Prices of zinc, the world’s fourth-most consumed metal, are expected to remain flat in 2013 amid a production surplus and high inventories. This is despite a projected improvement in demand. But the demand-supply dynamics could get skewed over a longer time frame.
According to the International Lead & Zinc Study Group (ILZSG), supply of the metal is expected to outstrip demand by 2,93,000 tonnes in 2013, compared to a 1,53,000-tonne surplus in 2012. The increased output will easily tide over a projected 3.8 per cent improvement in demand to 13.19 mt in 2013.
Demand from China, India and Brazil is likely to play a large role in determining the outlook for the base metal. A ramp-up in consumption in China has resulted in the country becoming a net importer of the metal. Zinc demand is also projected to grow in India and Brazil, which will require the mineral for use in fertilisers.
Zinc is widely used as an agent in galvanisation, where iron or steel is coated to protect the metals against corrosion. Consequently, the key end-users are in the construction sector, while other applications for zinc are in the automotive, electrical and machinery industries.
Supply chain Uncertainty
Coupled with new and efficient zinc battery technologies and galvanising activities, demand for the metal could potentially rise by 5,50,000 tonnes over the next few years, according to ILSZG estimates. The sharp rise creates an uncertainty over when and where new supplies will come from. In particular, finding finance to develop mines in a timely fashion will be a challenge amid the vitiated global business sentiment.

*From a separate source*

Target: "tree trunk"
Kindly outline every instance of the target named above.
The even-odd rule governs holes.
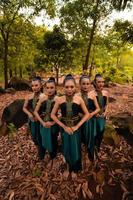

Nevertheless, there is also a risk of prices going south in case global economic conditions deteriorate, with the closure of consuming industries in the European Union in 2012 estimated to have impacted demand in the region by 5.5 per cent. The flagging fortunes of the steel sector — in which zinc is a key input ingredient — is of particular concern, with the slowdown in China and turmoil in Europe forcing manufacturers of the infrastructure-building material, such as ArcelorMittal, to idle their plants.
In India, zinc production has been on the rise. In 2010-11, Indian production of zinc mounted to 7,43,376 tonnes, a 22 per cent rise in comparison to the previous year, according to a reply to a Lok Sabha question by Mines Minister Dinsha Patel. The country is ranked seventh in the world in terms of its zinc reserve base at the start of the 11th Five-Year Plan, but has since moved to fourth position, thanks to exploratory success.
Demand for zinc in India has been pegged at 6 lakh tonnes in 2012-13 and is projected to grow to 8.8 lakh tonnes by 2016-17. The Department of Mines has forecast that production will be ramped up to 9 lakh tonnes and will increase incrementally up to 2015-16. This will enable the country to meet most of its demand with domestic resources.
But zinc prices in India are primarily fixed on the basis of rates in the international spot market. What is more, dollar exchange rates could also play havoc with domestic zinc prices.
Zinc prices have been range-bound since September 2011. The metal currently trades at $110.50/kg in the domestic market with key support at $96/kg and resistance at $114 per kg. On the London Metal Exchange, zinc is being quoted at $2,085 a tonne, with key support at $1,740 a tonne and key resistance at $2,150 a tonne. In the long run, the World Bank forecasts prices to peak at $2,500/tonne in 2014 before settling around $2,200/tonne before the end of the decade.